Les_Larmes_de_Tarzan

4ème de couverture: "Elle, c'est Marianne, mais leur rencontre fut assez fracassante pour qu'il la surnomme Tarzan. Lui, il s'appelle Janne, pour de vrai. Mère célbataire, elle élève seule deux enfants, caresse le souvenir de leur fantasque père évaporé dans la nature et tente de nourrir sa famille malgré des fins de mois asphyxiantes. Lui, il roule en Lamborghini, papillonne sans s'engager avec de jeunes femmes forcément cadres, élégantes et dynamique, et déteste que des marmots salissent les sièges en cuir de sa voiture de sport."
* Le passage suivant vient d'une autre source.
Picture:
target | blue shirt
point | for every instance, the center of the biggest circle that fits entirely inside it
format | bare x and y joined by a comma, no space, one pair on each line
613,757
Deuxième lecture cette année de Katarine Mazetti. Si j'ai aimé Le mec de la tombe d'à côté, j'ai encore plus aimé la lecture de ce roman. Sorte de Pretty woman, cette histoire est d'une drôlerie incroyable...Les personnages sont attachants, et si au départ j'ai pu être agacé par ce Janne, sorte de playboy plein de fric et de morgue, il se révèle plus touchant et plus altruiste que prévu. Construit comme le précédent, c'est à dire des chapitres  racontés alternativement par les deux personnages principaux, la lecture est aisée et fluide. De temps en temps la voie d'un des enfants de Marianne s'insère dans le récit, d'ailleurs j'ai trouvé que Mazetti excelle dans la transcription des dires d'un enfant (des phrases qui s'enchainenent sans liaison ni ponctuation, des petits mots drôles...).
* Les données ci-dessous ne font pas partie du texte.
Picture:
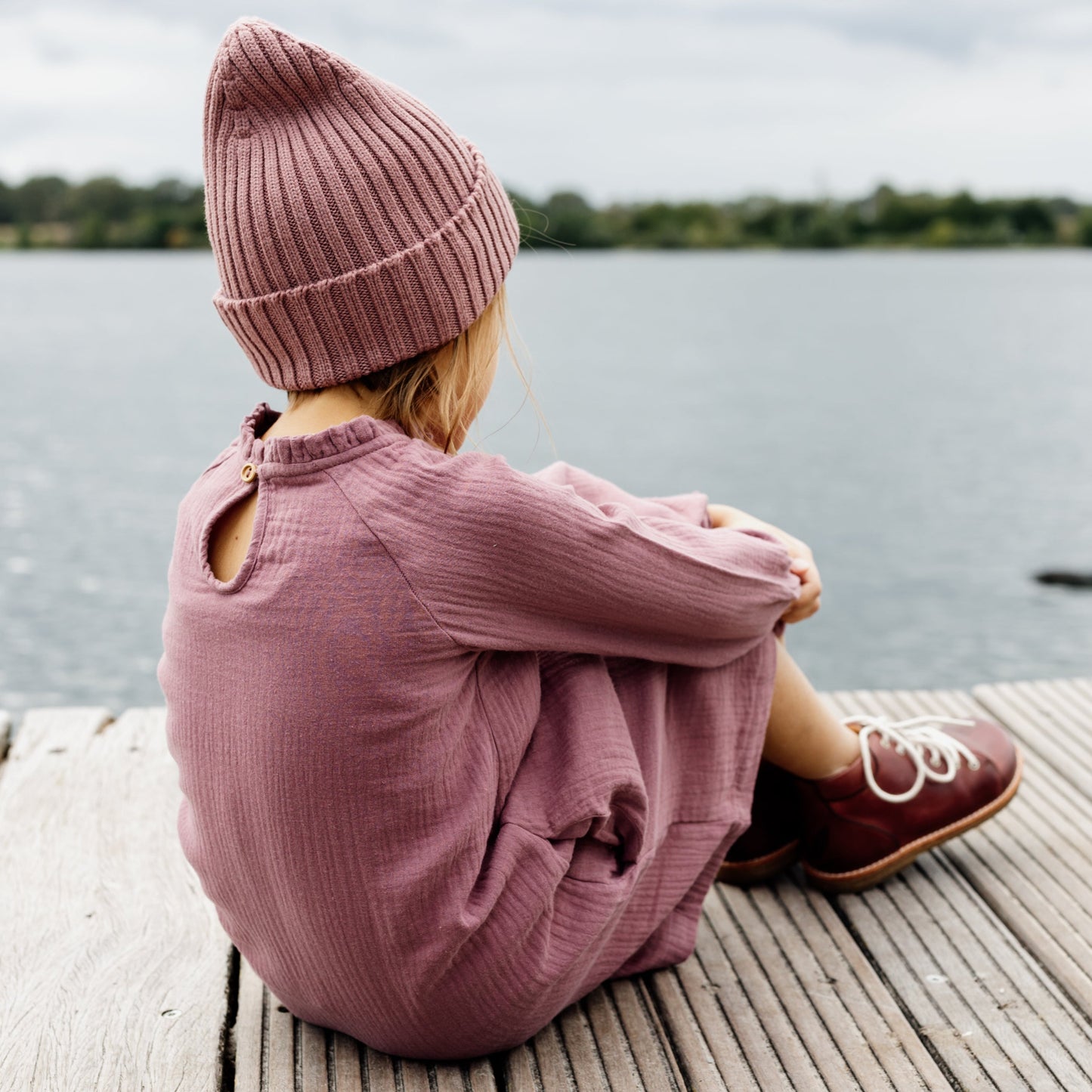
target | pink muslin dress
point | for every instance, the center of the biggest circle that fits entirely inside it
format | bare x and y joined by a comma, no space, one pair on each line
459,743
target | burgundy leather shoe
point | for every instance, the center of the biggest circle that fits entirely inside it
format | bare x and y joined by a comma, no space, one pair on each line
917,784
773,839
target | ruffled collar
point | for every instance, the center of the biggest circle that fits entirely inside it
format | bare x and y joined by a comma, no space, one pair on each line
358,435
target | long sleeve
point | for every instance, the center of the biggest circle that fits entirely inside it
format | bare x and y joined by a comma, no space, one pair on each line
503,559
690,507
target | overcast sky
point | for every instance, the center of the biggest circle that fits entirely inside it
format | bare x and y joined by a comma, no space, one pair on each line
617,98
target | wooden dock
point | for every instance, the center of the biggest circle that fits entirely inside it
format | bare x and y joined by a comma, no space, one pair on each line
970,970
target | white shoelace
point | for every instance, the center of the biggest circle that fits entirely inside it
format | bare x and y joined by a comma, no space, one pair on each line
913,738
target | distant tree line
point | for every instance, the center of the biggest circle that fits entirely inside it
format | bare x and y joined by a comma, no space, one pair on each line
48,211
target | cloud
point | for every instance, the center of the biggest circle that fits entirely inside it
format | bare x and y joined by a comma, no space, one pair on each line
620,98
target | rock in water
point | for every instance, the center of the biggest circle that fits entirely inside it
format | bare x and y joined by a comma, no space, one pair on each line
1066,577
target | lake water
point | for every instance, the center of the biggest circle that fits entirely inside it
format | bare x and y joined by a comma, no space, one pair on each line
923,421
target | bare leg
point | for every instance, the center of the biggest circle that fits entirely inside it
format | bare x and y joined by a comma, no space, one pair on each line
803,736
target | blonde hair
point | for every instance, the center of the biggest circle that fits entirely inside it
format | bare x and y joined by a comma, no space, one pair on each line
432,393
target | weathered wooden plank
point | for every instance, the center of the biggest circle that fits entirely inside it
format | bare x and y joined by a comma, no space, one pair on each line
1050,719
691,1050
989,1010
248,1033
584,1057
1032,864
115,964
645,1035
610,1040
275,1052
521,1072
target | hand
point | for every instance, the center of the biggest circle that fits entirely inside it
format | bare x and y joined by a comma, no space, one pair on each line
803,564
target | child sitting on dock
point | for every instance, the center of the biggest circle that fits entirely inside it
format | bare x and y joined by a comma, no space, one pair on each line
459,743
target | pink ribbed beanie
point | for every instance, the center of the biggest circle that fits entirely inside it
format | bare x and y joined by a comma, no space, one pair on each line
352,227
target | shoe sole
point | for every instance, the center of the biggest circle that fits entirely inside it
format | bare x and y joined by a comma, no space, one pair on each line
862,878
744,873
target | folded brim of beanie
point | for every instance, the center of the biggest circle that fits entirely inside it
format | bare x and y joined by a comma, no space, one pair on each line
338,329
353,228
C'est vrai on pourrait se dire que cela ressemble un peu trop au Mec de la tombe d'à côté, mais la critique sociale est plus profonde, on prend conscience de la difficulté qu'une femme seule peut avoir à éléver deux enfants, ou le moindre sou est précieux et puis paradoxalement on voit l'évolution de ce playboy devenu riche, qui aime les jolies choses, qui ne compte  pas et qui au contact de Marianne commence à se rendre compte de la valeur des choses. Cependant point de morale, trop lourde ni happy end outrancier....juste une histoire plausible....bref on a vraiment envie d'y croire.